Nepal: Italian climber becomes oldest on Everest

A 66-year-old Italian man scaled Mount Everest Friday, becoming the oldest person to climb the world's highest mountain, according to the China Tibet Mountaineering Assn.

Mario Curnis, whose hometown was not known, reached the 29,035-foot summit Friday morning with another Italian climber, Simone Morro, and Nepali Sherpa guide Ang Mingma. It was Mingma's third time on the summit.

They reached the peak from the northern side of the mountain in Tibet, and details reaching Katmandu were sketchy.

Curnis' feat breaks the record set by Japanese climber Tomiyasu Ishikawa, of Nagoya, who scaled the peak last week at the age of 65 years and five months.

Last week, another Japanese climber, Tamae Watanabe, became the oldest woman to scale the peak, at age 63.

India: Fire in shoe factory kills at least 40

A fire engulfed a shoe factory Friday in northern India, killing at least 40 people and injuring several others, news reports said.

The death toll could rise as many people were feared trapped inside the factory in Agra, 110 miles southeast of New Delhi, United News of India quoted Mahesh Kumar Gupta, the top government administrator, as saying.

The news agency said an electrical short-circuit had caused the fire.

Army and air force fire engines joined efforts to extinguish the fire and rescue those trapped inside the building.

Netherlands: Bosnian Serb pleads innocent to 46 counts

A Bosnian Serb accused of torturing, raping and murdering prisoners in Bosnian detention camps pleaded innocent Friday to 46 counts of war crimes.

Dusan, "Dusko," Knezevic, 34, is accused of atrocities in the Bosnian Serb-run Omarska and Keraterm camps, where thousands of detainees were beaten, starved, sexually abused and many were killed in 1992 during the Bosnian war.

Knezevic surrendered May 18 in Banja Luka, Bosnia, and was transferred to the U.N. war crimes tribunal's detention unit in The Hague.

Knezevic was one of the so-called camp visitors who came to kill, beat, or abuse the Bosnian Muslim and Croat prisoners, according to the indictment against him.

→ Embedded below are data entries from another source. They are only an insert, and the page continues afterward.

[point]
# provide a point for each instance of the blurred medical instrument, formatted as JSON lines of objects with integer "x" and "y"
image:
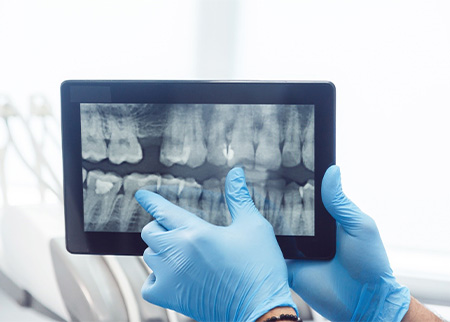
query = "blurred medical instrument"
{"x": 35, "y": 268}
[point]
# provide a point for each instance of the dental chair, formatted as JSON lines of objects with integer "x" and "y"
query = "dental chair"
{"x": 38, "y": 272}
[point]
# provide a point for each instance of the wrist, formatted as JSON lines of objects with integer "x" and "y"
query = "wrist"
{"x": 277, "y": 311}
{"x": 387, "y": 300}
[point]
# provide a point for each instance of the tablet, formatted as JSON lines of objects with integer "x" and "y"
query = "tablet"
{"x": 180, "y": 139}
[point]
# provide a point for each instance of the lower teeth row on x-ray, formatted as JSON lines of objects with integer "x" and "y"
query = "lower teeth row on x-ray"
{"x": 183, "y": 152}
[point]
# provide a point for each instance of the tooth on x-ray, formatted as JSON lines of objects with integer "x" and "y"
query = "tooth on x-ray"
{"x": 292, "y": 206}
{"x": 291, "y": 154}
{"x": 183, "y": 140}
{"x": 258, "y": 193}
{"x": 217, "y": 135}
{"x": 101, "y": 199}
{"x": 241, "y": 146}
{"x": 189, "y": 196}
{"x": 272, "y": 206}
{"x": 268, "y": 155}
{"x": 93, "y": 145}
{"x": 133, "y": 217}
{"x": 195, "y": 137}
{"x": 307, "y": 220}
{"x": 170, "y": 188}
{"x": 213, "y": 203}
{"x": 122, "y": 134}
{"x": 308, "y": 144}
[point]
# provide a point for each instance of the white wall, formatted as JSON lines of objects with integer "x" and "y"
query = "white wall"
{"x": 388, "y": 59}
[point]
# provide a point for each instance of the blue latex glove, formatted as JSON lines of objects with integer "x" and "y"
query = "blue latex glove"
{"x": 357, "y": 285}
{"x": 214, "y": 273}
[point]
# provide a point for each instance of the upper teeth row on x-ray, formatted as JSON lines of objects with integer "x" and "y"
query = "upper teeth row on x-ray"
{"x": 262, "y": 138}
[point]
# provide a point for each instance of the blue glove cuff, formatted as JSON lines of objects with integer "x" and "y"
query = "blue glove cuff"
{"x": 383, "y": 301}
{"x": 271, "y": 304}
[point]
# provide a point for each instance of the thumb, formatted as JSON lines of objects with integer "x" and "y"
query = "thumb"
{"x": 238, "y": 198}
{"x": 338, "y": 205}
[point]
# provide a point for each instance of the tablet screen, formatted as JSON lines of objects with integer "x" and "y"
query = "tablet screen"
{"x": 184, "y": 152}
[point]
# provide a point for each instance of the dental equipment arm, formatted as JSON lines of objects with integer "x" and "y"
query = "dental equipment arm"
{"x": 214, "y": 273}
{"x": 417, "y": 313}
{"x": 358, "y": 284}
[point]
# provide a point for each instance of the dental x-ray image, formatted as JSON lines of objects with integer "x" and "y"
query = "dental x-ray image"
{"x": 184, "y": 151}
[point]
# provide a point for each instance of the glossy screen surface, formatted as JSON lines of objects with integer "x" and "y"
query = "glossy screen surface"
{"x": 184, "y": 151}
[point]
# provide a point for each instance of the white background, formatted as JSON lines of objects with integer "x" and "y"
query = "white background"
{"x": 390, "y": 62}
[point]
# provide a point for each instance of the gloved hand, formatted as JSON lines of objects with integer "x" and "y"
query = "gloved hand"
{"x": 214, "y": 273}
{"x": 357, "y": 285}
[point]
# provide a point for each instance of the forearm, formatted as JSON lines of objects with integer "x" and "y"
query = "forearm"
{"x": 277, "y": 312}
{"x": 418, "y": 312}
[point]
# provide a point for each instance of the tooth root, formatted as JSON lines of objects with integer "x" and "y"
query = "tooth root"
{"x": 173, "y": 148}
{"x": 308, "y": 144}
{"x": 149, "y": 119}
{"x": 190, "y": 195}
{"x": 115, "y": 218}
{"x": 93, "y": 145}
{"x": 308, "y": 213}
{"x": 258, "y": 193}
{"x": 293, "y": 207}
{"x": 225, "y": 213}
{"x": 291, "y": 154}
{"x": 169, "y": 188}
{"x": 124, "y": 147}
{"x": 212, "y": 203}
{"x": 272, "y": 207}
{"x": 217, "y": 135}
{"x": 100, "y": 198}
{"x": 268, "y": 155}
{"x": 122, "y": 133}
{"x": 133, "y": 216}
{"x": 241, "y": 149}
{"x": 195, "y": 137}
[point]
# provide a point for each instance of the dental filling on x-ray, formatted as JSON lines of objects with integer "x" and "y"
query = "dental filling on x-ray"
{"x": 184, "y": 152}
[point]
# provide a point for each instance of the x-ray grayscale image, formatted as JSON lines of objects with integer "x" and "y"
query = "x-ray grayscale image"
{"x": 184, "y": 152}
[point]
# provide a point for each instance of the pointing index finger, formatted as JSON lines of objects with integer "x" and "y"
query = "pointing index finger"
{"x": 167, "y": 214}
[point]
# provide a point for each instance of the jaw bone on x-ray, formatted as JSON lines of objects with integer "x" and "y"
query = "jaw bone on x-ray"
{"x": 184, "y": 151}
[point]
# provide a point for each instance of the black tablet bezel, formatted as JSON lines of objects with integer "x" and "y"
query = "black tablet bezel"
{"x": 321, "y": 94}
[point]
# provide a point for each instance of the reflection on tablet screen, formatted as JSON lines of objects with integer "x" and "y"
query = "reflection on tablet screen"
{"x": 184, "y": 152}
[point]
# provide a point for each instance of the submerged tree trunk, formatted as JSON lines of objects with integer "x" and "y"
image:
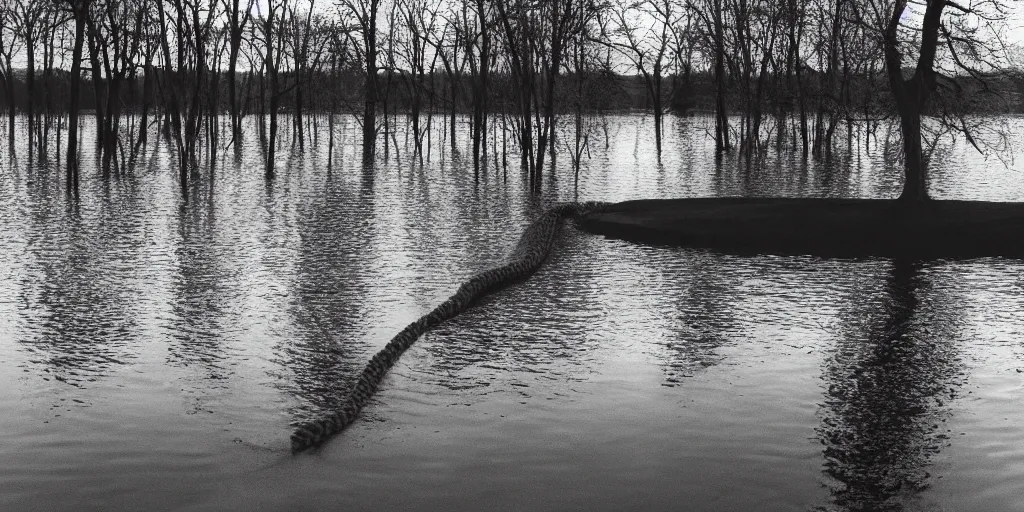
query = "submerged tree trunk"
{"x": 911, "y": 95}
{"x": 76, "y": 83}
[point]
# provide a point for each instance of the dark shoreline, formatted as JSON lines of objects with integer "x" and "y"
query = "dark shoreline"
{"x": 827, "y": 227}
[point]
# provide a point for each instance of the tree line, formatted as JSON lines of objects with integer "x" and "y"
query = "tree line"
{"x": 777, "y": 74}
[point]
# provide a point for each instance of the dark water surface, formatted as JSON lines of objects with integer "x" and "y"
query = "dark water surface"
{"x": 154, "y": 353}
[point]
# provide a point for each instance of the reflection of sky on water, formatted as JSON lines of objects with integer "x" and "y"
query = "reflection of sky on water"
{"x": 258, "y": 305}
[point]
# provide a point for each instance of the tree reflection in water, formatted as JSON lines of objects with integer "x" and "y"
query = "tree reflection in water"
{"x": 888, "y": 391}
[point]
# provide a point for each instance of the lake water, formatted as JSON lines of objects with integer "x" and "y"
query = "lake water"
{"x": 154, "y": 353}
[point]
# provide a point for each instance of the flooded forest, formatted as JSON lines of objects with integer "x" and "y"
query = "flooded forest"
{"x": 529, "y": 80}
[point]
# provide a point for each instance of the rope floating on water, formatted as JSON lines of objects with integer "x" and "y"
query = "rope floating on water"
{"x": 529, "y": 253}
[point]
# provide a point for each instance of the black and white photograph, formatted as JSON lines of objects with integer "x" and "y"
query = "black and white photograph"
{"x": 512, "y": 255}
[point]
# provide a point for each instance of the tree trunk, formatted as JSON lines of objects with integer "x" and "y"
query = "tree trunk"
{"x": 76, "y": 83}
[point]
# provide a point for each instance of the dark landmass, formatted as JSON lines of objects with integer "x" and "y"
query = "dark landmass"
{"x": 820, "y": 226}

Toronto: Jews may be in danger, Canadian officials warn

A synagogue or other gathering place for Ottawa's Jewish community could be attacked in June, police and city officials warned Friday.

A security advisory issued by Ottawa police said unconfirmed information about a possible attack "raised a serious enough concern" to warn the public.

City police and the Royal Canadian Mounted Police were unable to either confirm or disprove the threat. No details were made public except that the threat involved a possible synagogue attack in June.

Police Chief Vince Bevan and Mayor Bob Chiarelli wrote a letter to the city's Jewish community saying police would be particularly vigilant and had formulated a response plan to any possible attack.